Que fais tu as lire cette article ? Tu n’as pas envie de tester tout de
même le jeu ?


Il semblerait
que si les Suédois sont très attachés à l’univers
de Mutant Chronicles il n'en soit pas de même par chez nous. J’apprends
néanmoins, alors que ces lignes sont écrites, que Paradox Entertainment
(spécialiste des wargames connu pour des titres comme Europa Universalis
ou Hearts of Iron) a démarré en 2001 le développement de
deux RTS reprenant cet univers: Mutant Chronicles: Warzone, annoncé
sur PC et visiblement annulé récemment, et Warzone online: Mutant
Chronicles, RTS jouable uniquement en multi-joueur online, prévu sur
X-Box. Sera-t-il plus proche d’un Breed que d’un Everquest
? Il est encore bien tôt pour le dire, d'autant plus qu'on a aucune nouvelle
de ces jeux. Les premiers screenshots étaient pourtant sympathiques...

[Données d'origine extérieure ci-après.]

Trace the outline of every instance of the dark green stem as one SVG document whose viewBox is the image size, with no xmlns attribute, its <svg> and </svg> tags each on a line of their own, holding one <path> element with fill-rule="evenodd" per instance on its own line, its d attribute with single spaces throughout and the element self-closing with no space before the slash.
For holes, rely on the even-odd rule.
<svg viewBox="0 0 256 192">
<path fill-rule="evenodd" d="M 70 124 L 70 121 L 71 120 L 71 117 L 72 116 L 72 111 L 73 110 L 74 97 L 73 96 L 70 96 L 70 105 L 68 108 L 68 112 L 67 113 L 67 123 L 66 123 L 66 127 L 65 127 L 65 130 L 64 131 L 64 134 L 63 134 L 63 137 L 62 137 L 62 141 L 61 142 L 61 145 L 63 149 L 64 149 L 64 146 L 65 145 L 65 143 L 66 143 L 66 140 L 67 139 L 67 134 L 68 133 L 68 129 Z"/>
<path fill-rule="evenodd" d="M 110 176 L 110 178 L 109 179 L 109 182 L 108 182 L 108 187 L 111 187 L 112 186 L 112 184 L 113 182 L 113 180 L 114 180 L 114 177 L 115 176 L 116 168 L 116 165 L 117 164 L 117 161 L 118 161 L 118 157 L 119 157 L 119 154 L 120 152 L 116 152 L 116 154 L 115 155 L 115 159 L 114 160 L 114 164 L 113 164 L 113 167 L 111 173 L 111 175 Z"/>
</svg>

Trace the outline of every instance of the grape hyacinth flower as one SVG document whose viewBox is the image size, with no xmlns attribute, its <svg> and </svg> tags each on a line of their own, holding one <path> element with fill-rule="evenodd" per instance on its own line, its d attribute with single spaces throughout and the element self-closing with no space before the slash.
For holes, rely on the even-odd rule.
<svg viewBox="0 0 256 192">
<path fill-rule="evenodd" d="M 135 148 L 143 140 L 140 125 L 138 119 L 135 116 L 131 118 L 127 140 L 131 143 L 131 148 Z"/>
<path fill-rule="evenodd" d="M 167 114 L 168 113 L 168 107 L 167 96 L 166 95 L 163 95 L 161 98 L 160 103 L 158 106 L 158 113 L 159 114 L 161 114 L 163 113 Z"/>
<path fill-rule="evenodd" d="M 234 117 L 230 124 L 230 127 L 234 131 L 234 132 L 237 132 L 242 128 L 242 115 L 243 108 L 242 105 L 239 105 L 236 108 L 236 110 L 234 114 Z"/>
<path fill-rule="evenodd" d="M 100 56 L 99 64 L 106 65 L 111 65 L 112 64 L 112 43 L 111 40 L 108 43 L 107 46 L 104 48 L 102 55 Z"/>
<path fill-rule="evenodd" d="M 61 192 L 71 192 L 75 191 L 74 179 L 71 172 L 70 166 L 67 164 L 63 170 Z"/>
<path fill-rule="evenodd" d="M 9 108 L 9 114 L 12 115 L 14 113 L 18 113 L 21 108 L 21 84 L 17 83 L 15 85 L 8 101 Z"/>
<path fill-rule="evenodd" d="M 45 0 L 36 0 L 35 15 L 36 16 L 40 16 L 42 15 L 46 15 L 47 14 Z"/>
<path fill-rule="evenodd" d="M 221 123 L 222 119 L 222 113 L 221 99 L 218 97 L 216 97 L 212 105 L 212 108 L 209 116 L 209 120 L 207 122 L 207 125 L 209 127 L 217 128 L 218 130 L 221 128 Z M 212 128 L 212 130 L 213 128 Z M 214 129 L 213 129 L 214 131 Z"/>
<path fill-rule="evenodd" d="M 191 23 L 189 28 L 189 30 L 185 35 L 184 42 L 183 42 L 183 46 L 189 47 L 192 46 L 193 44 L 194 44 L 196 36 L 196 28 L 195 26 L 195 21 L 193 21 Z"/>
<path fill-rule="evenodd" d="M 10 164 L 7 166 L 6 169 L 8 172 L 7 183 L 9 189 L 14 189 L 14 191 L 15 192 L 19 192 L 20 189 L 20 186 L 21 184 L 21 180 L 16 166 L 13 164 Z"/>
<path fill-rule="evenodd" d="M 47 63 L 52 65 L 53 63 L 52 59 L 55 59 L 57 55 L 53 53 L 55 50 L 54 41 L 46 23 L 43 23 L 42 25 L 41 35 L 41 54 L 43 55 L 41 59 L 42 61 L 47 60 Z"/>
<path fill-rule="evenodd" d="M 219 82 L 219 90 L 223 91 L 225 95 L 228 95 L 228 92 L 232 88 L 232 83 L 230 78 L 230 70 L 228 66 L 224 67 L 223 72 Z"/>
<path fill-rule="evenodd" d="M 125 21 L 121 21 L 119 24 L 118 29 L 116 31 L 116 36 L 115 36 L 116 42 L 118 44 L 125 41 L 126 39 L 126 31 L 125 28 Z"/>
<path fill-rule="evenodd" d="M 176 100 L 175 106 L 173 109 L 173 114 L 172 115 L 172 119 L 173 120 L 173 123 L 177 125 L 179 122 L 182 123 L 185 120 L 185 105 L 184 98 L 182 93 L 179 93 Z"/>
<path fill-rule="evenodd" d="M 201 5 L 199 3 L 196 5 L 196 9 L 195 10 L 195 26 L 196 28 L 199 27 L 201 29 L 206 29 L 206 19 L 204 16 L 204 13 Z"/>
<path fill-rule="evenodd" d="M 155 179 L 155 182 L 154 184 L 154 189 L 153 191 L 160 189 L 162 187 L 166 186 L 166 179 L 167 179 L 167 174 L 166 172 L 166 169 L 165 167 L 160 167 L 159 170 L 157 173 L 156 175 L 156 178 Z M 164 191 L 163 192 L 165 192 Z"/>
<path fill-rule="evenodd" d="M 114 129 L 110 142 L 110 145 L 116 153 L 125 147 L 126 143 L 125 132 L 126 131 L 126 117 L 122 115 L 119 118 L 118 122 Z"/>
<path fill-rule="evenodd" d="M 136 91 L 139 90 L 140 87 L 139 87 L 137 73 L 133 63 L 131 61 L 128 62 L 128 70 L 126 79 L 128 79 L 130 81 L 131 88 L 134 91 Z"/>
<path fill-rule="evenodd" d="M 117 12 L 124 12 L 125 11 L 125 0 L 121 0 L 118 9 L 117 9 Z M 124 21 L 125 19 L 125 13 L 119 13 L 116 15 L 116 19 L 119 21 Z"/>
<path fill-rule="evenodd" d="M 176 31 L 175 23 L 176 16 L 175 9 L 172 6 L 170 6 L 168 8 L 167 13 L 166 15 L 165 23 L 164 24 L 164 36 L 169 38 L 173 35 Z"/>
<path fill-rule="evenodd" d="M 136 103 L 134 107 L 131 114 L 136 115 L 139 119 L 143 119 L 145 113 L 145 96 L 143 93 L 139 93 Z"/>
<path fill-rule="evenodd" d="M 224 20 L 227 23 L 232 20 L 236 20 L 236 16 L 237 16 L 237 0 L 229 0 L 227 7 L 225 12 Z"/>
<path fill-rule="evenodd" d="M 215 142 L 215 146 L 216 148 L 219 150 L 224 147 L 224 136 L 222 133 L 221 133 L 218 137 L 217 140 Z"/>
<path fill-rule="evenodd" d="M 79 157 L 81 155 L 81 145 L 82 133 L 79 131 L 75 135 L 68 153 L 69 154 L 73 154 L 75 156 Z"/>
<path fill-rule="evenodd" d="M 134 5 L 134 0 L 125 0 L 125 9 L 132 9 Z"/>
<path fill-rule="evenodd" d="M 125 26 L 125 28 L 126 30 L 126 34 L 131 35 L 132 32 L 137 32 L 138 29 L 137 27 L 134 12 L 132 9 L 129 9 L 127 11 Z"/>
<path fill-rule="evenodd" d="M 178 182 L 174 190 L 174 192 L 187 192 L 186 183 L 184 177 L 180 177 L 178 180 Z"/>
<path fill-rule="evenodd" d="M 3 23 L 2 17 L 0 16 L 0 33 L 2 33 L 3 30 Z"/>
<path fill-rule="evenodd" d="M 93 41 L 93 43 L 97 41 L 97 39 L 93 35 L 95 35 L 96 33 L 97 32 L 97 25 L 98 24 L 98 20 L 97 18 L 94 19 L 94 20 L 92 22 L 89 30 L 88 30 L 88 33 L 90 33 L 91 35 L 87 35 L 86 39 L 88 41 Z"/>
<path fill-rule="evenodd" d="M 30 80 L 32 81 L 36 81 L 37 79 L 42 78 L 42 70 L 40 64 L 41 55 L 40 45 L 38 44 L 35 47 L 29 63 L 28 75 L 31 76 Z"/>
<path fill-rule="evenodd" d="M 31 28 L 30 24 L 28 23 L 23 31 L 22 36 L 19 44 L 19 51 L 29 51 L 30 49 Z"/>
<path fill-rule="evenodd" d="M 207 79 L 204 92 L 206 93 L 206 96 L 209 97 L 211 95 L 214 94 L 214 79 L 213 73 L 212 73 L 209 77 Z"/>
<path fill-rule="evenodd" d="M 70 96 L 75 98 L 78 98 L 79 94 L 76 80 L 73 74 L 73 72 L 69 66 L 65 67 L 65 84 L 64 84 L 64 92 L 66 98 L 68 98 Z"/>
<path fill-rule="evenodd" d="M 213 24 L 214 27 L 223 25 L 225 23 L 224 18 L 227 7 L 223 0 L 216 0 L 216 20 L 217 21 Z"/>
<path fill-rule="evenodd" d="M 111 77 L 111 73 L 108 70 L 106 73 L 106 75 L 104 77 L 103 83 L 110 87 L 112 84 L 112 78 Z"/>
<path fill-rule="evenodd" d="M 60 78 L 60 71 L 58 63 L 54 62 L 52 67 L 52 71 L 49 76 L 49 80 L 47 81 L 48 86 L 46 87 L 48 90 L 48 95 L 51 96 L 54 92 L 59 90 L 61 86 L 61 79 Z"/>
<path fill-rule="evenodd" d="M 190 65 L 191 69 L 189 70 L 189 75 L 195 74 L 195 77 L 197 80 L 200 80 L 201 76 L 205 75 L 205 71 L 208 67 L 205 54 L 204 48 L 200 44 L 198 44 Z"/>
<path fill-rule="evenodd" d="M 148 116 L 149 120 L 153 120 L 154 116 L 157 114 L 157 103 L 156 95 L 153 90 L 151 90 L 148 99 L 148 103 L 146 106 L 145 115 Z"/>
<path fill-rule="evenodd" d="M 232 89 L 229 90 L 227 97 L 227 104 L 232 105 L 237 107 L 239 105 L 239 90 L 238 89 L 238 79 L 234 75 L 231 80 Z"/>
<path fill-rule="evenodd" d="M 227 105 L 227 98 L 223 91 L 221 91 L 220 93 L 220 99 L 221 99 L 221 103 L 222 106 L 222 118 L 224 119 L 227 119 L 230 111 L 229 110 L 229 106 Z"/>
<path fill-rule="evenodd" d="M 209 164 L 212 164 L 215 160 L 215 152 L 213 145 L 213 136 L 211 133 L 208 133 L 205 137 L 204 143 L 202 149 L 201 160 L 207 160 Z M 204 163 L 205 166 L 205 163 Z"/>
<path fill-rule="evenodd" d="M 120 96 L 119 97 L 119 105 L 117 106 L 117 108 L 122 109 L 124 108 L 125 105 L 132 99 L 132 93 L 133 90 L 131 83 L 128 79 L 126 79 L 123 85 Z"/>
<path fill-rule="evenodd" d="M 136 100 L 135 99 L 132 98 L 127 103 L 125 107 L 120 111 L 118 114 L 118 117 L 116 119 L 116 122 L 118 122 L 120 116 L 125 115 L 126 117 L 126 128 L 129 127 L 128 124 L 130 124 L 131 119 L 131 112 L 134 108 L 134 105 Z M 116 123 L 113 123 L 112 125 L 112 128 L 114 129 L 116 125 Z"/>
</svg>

Wait & see, donc, en attendant qu'un jeu réellement adapté de
Warhammer 40K (grand inspirateur de Mutant Chronicles) apparaisse enfin sur nos
PC ou consoles. Ce sera le RTS Dawn of War, qui a l'air diablement alléchant
au vu des premiers screenshots... Mais c'est une autre histoire !
Dead JFK (remerciements : IsKor)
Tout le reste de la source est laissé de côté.